Tuesday, December 17, 2013

Stress

Imagine, if you will, a brushed steel bar about 30 cm long and 6 cm by 6 cm thick square. You have it in your hands. It is heavy. You consider the bar, hefting it in your hands. You hold either end in both hands between thumb and fingers, as one would hold a sandwich.
Slowly, you attempt to bend the bar. You know it's impossible for you to bend the bar, but you do it anyway.

Now. You can see a "heat map" of where the stress is applied, where the iron and carbon atoms at the bend point at the top of the bar are struggling against ripping apart.

I like this definition of stress, that despite the fact that you can see no movement in the bar, there are still forces at work inside the metal, forces that will, given enough energy, tear the bar apart. I'm always fascinated by the thought that without any visual cues, something is falling apart. Like a glacier falling into the sea. Huge chunks of ice gradually, slowly, cracking and breaking apart, until one last, tiny piece of it finally breaks away from the main body and the whole berg collapses into the ocean.

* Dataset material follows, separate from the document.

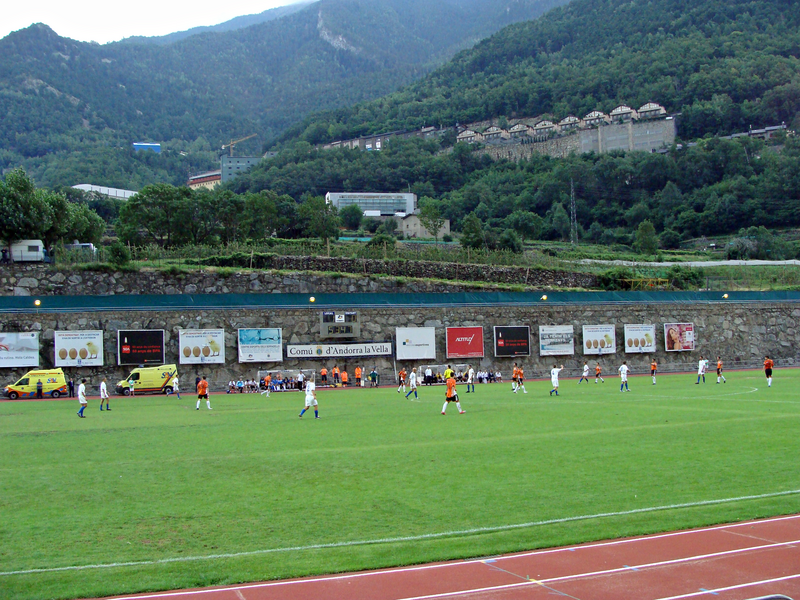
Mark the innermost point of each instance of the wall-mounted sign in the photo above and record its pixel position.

I have been stressed lately. With regular things, I guess. Money is tight. Housemates are getting on my nerves. College work is plentiful. My bike's rear tire went flat during the day, somehow after I got to college, and won't pump back up, so I assume it's burst. How the fuck does that even happen. I have a presentation for my project work tomorrow, the format of which is bothering me: We have to stand beside posters we made up of our work while bigwigs from the national engineering conclave asks us questions about them. I mean, come on. Posters. What are we, 12?
I am in dire need of winding down, I need a good drunken house party with all my mates, I haven't slept properly in days.

I feel like I'm in a spiral and I need to find purchase on the sides and start climbing back up.